思わずツッコミを入れると、侍女は微妙な顔をして首を振った。
「……いえ、流行っているのは……」
「最近の流行りは、真実の愛の物語ですね! 平民出の少女が高貴な方と運命の恋に落ち、高貴な方の婚約者からの嫌がらせや、身分差による様々な苦難をその真実の愛で乗り越えるのです!」
後ろに控えていたもうひとりの侍女が力強く言った。
いや。それこそ不貞ではないの、と言う言葉が再び口から出かかったが、それよりも早く。
「ロマンスにしてもさすがに夢見がちすぎるのでは?」
「有り得なさでは良い勝負なのに、変に現実っぽくするより夢がある方が良いじゃないですか」
ふたりの侍女の間で静かな火花が富んだ。もしかすると片方は流行りもののアンチテーゼ的な方向性なしれない。

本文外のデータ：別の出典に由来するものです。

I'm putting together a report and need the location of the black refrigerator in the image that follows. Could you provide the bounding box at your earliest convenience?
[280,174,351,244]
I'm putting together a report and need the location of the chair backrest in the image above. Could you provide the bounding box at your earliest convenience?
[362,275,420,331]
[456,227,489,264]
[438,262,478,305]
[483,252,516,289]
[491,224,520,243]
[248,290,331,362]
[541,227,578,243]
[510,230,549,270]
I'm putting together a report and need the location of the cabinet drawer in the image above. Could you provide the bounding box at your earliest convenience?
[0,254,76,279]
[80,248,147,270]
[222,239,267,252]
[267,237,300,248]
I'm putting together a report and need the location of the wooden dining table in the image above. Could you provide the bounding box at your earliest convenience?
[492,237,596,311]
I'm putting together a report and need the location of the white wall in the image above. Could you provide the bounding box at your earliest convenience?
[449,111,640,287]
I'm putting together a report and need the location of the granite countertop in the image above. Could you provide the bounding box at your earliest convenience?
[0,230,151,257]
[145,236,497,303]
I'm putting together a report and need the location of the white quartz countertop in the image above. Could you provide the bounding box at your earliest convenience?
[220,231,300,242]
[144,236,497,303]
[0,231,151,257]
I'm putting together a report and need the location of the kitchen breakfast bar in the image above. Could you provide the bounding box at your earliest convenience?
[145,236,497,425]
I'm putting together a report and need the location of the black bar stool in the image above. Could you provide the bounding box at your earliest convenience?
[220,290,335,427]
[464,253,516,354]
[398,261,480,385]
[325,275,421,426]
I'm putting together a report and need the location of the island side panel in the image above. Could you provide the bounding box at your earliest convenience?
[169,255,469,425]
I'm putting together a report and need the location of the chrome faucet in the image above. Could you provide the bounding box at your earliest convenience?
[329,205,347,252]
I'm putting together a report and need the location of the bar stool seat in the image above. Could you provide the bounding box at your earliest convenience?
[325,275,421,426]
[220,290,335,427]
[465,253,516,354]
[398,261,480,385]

どちらにしたって非現実的じゃないの、と思ったが、ふたりによると「そんなことはわかった上で楽しむもの」であり「どちらがよりロマンがあるか」というのが重要なようだ。
正直まったく興味はなかったが、話し合いの結果、ふたり厳選の一冊を読み比べさせられることになったのだった。どうして。
***
と、まあそんなこんなあって、迎えた数日後の休日。
視察のように大袈裟にしたくないということで、わたくしたちは一般人に紛れるような軽い変装をして城下町へ繰り出していた。
幼い頃から貴族としてしか生きてこなかったわたくしたちに、完全な庶民のフリをするのは無理ですので、そこそこお家柄の良い学生たち、という装いだ。

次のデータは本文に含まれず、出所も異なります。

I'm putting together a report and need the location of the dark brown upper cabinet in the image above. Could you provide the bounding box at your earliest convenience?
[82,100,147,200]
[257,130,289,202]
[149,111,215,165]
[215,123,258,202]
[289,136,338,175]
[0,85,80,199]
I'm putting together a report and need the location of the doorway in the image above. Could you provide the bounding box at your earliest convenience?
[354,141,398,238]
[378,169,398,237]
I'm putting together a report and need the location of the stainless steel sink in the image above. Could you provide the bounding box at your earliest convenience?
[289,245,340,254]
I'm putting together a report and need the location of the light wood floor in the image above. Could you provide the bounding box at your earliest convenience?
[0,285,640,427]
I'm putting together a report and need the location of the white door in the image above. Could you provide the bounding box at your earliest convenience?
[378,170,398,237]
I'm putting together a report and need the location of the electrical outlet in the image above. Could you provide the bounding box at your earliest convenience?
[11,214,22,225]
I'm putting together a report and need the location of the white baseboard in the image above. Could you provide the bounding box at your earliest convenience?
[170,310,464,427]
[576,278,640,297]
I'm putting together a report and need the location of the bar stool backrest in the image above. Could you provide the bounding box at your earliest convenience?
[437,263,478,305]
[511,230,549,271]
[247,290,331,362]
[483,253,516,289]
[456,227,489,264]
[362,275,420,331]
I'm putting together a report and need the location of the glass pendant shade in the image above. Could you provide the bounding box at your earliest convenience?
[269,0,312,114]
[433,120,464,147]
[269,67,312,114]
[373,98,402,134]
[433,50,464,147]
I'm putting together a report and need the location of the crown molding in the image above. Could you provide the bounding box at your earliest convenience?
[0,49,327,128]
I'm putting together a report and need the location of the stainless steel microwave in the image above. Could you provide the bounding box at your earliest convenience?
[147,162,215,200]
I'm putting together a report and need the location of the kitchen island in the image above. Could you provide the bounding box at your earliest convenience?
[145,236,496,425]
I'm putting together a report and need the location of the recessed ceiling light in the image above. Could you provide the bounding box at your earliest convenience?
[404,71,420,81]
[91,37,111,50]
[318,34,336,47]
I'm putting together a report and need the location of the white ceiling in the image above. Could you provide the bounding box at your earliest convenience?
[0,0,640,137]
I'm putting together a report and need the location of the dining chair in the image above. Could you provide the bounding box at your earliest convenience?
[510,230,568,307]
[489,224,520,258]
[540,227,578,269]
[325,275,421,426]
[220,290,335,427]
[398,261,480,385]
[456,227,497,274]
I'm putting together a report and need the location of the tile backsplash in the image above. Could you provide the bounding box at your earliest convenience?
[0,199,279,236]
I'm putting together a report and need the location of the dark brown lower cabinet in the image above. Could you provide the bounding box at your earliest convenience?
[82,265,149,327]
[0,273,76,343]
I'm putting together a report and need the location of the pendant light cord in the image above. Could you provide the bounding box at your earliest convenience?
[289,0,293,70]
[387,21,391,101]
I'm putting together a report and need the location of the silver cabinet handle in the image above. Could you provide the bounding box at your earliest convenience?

侍女たちは「デート楽しんできてくださいね!」と盛り上がっていたけれど、離れた位置には護衛もいるし、ドミトリウス殿下には側近のライトレイ・ツンデレーテル子爵とレフダーク・ノーキンカモ伯爵令息。わたくしの同行者にはミリシア・バリツエー伯爵令嬢が同行しているので、彼女たちが期待しているデートとはほど遠い状況だ。
それでも、普段は家の名前や肩書きを意識しなければならないところ、別の人間としてそういうこを気にせず振る舞えるのは心踊るもの。
特に、我が国の来賓であり、国の顔を背負う王族であるドミトリウス殿下はそれはもうご機嫌な様子だ。
あれをしよう、これを見よう、と時にはしゃぐあまりわたくしの手を掴んでしまってミリシア嬢に咳払いされたり、我が国で人気の"ふたりでわけあって食べる飴細工"を見つけては目を輝かせていらっしゃる。気のせいか周囲の空気まできらっきらだ。
もちろん、わたくしにとってもその解放感たるや素晴らしいもので、屋敷に来る商人が決して持ってこないような露天の小物や、素朴な紐編みのアクセサリーをミリシア嬢と見比べたりときめいたりして堪能している。
……好き勝手にうろつくわたくしたちに、護衛たちはさぞ気を揉んでいたろうから、後でしっかり労わなくてはなりませんわね。
そうしてたっぷりと人通りを楽しんだあと、ドミトリウス殿下の提案で落ち着いたカフェで休憩を取ることになった。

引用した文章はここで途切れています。